I recently had half a kilometre of 24 core fiber installed as part of a business project, crossing through private and HMG property; terminated and and costing half of what OR are asking to drop 100m of fiber into existing ducting, run along existing traywork terminate in an existing cabinet.
The schedule of works is the real eye opener; Cherry picker hire - £580, Drilled holes (2 off) £380 ea, Ductwork etc etc etc.....
If they're operating on that basis, then you'll need a lot of bloody 50p's to even start considering getting fiber to street cabinets and exchanges.
BT and Openreach have the market sewn up and make no mistake.
BT make massive profits at everyone's expense, fail to provide an adequate service, and yet it's the tax payers who have to find the shortfall? Whether it's a tax on the phone line or raiding the TV licence (which won't really be raided - it'll just go up to cover the "raid"), the company supposedly charged with providing national telecommunications continues to fail to do so and is supported in its failure.
(And why does everyone assume that everyone living in the country is rich? Most people were born there and are as skint as everyone else. But the poor have always been easy to ignore, haven't they?)
> BT make massive profits at everyone's expense
Gawd, not this crap again.
BT are a big company, most people have no clue how big, especially now it's fragmented into lots of business units. Big companies make big *OPERATING* profits, defined as the difference between *day-to-day* costs (salaries, electicity bills, etc.) and *day-to-day* income. Now think for a moment where those profits go. Shareholders? You haven't got BT shares if you think that.

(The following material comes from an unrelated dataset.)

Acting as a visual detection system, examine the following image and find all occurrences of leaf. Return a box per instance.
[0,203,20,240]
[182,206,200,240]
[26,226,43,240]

BT don't get to keep those profits. A large chunk goes straight to the treasury as tax. Most of the rest goes to invest in new equipment. My BT numbers are out of date now, but in the days when they had 5000 exchanges the life of an exchange before it became obsolete was 15-20 years. That meant replacing 250 - 300 exchanges a year *all the time*. They get to the end of the list and start again at the beginning. That is more than one per working day, and at anything from £1m up each. Doesn't take long to burn through a few £bn with bills like that to pay, and that's without all the rest of the capital expenditure.
Far too many people hear "profit" and assume it's just the fivers that end up in their back pocket. Do some business studies, for goodness' sake. Then look at the pitiful dividends that BT shareholders get (2.3 pence per share interim dividend this year) before screaming "profiteering".
rural installation of fibre optic cable? I strongly suspect that the figures being used bear little relation to reality. It's proved quite possible to bring electricity, water and phone connections virtually everywhere. In many areas of the countryside installations have been done using nothing more sophisticated than some variation of a mole plough -- a vastly cheaper exercise than digging up and reinstating roads and pavements. What's more, the massive installation programmes of the 1950s and earlier have almost all been re-done at some point in the last 50 years without any crippling expense. The cost per mile in the countryside is tiny fraction of the cost per mile in urban and suburban areas, and as has been pointed out, with fibre optic cable, it's the connections that really up the cost. Is it possible that the accountants have been distorting the picture more than a little and producing rather skewed figures?
The electrification of the country seems to have worked out OK here (US & the New Deal). Why not put in broadband too? There are a lot of good people out there to include. I don't like to pay taxes for a lot of things. Better, shared infrastructure would be OK though.
>Petrol is more expensive in the Sticks,
Not in the city where I live. Gas is cheaper in the country.
Mr King wrote >Doesn't practically everyone have a landline
Not for much longer. Is that the siren call of VoIP I hear?
(Smug cabled townie here so no need for flaky ADSL. And as everyone in the house has at least 2 mobiles I can tolerate some downtime.)